But a few nights later there was a
subscription ball in the commissary storehouse, and
Hamilton danced with Miss Schuyler no less than ten
times, to the merciless amusement of the family.
The ball, the first of any size since the war began,
was a fine affair, and had been organized by Tilghman,
Meade, and several of the Frenchmen; they were determined
upon one gay season, at least. The walls were
covered with flags and holly; the women wore their
most gorgeous brocades; feathers and jewels were on
becoming white wigs or on the towers of powdered hair.
All the foreigners were in full regimentals, Steuben,
in particular, being half covered with gold lace and
orders; the music and supper were admirable.
Even Washington looked less careworn than usual, and
as he stood apart with Lord Sterling, General Knox,
and General Greene, he shed no perceptible chill.

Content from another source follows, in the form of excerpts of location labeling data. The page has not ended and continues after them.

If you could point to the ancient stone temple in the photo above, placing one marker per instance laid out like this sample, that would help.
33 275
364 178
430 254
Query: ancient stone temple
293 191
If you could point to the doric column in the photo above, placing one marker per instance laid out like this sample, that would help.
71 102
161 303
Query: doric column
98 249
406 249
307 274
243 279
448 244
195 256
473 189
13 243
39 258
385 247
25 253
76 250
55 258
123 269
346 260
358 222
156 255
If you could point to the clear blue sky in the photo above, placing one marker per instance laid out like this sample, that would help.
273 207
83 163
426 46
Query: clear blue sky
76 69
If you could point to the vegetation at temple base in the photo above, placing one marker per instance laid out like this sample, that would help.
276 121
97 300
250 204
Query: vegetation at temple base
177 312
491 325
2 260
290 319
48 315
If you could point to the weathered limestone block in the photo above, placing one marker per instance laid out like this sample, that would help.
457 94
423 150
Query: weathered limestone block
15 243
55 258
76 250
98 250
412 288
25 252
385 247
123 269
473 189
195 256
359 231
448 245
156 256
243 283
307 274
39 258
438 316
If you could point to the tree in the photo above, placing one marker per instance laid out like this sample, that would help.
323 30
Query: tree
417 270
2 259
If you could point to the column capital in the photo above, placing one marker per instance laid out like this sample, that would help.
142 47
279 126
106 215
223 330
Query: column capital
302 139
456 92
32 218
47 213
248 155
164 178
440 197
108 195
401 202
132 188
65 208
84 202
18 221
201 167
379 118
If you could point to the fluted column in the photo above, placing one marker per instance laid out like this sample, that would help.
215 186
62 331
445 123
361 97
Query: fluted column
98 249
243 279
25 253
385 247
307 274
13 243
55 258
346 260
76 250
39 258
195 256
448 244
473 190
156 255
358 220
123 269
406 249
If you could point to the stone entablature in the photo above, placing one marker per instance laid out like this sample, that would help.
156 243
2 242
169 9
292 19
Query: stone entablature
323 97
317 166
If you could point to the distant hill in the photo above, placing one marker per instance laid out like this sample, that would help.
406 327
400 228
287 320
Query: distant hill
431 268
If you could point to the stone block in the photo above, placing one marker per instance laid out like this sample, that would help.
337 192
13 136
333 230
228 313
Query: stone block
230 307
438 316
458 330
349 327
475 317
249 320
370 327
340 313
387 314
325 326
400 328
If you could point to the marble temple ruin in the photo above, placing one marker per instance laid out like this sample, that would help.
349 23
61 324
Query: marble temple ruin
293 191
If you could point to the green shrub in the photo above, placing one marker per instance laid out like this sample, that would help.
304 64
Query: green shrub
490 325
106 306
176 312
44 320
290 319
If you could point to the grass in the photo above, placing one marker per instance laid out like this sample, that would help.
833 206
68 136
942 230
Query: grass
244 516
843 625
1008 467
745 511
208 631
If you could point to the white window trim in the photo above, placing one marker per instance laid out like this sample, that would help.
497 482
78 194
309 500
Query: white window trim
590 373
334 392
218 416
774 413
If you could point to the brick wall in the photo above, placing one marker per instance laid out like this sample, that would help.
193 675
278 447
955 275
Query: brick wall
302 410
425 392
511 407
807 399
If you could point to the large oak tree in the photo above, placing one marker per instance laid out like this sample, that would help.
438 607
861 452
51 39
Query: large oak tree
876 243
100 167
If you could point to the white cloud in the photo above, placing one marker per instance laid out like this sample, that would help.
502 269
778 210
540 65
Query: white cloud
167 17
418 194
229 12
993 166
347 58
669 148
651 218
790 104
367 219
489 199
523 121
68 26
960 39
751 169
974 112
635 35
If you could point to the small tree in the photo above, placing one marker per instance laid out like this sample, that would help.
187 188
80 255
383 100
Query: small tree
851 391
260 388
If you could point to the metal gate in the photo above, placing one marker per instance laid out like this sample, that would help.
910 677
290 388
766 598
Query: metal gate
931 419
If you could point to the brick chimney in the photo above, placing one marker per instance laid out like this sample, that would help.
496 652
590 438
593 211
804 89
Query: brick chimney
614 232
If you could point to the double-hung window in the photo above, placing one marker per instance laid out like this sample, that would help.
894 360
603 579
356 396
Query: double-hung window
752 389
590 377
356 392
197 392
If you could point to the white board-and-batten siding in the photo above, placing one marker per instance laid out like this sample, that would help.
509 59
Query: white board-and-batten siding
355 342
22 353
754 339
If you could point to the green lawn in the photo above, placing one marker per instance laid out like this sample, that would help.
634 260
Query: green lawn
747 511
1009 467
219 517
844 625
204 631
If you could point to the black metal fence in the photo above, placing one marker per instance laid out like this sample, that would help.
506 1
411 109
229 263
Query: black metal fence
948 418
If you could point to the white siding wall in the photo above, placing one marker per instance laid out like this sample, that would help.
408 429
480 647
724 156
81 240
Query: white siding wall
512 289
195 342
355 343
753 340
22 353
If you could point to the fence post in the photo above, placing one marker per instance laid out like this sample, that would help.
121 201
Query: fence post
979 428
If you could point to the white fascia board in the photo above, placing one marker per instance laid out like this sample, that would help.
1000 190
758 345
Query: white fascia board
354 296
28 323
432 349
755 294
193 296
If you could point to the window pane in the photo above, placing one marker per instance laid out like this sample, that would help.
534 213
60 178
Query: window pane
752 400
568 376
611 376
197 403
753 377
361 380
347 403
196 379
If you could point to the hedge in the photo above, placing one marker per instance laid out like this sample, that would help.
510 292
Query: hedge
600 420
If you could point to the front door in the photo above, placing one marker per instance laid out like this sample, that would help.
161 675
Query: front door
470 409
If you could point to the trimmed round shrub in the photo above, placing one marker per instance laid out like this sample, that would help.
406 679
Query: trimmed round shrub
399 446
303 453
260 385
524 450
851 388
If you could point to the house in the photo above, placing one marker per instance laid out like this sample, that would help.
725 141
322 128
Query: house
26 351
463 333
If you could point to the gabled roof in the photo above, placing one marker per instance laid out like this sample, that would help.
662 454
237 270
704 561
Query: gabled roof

Miss Schuyler wore white, with a twist of black velvet
in her powdered hair and another about her throat,
and would have been the belle of the party had Hamilton
permitted other attentions. But she gave him
all the dances he demanded, and although her bright
manner did not lapse toward sentiment for a moment,
he went home so elated that he sat scribbling poetry
until Laurens pelted him with pillows and extinguished
the candle.
The next day there was a sleighing
party to Lord Sterling’s, and he drove Miss
Schuyler, her aunt, and the wife of General Knox through
the white and crystal and blue of a magnificent winter
day. Mrs. Cochraine made no secret of her pride
in her niece’s capture of Washington’s
celebrated favourite, and assured him of a hearty welcome
at her house if he felt disposed to call. He
promptly established the habit of calling every evening.
But although he was seriously and
passionately in love, and quite sure that Miss Schuyler
loved him in return, he hesitated for the first time
in his life before precipitating a desired consummation.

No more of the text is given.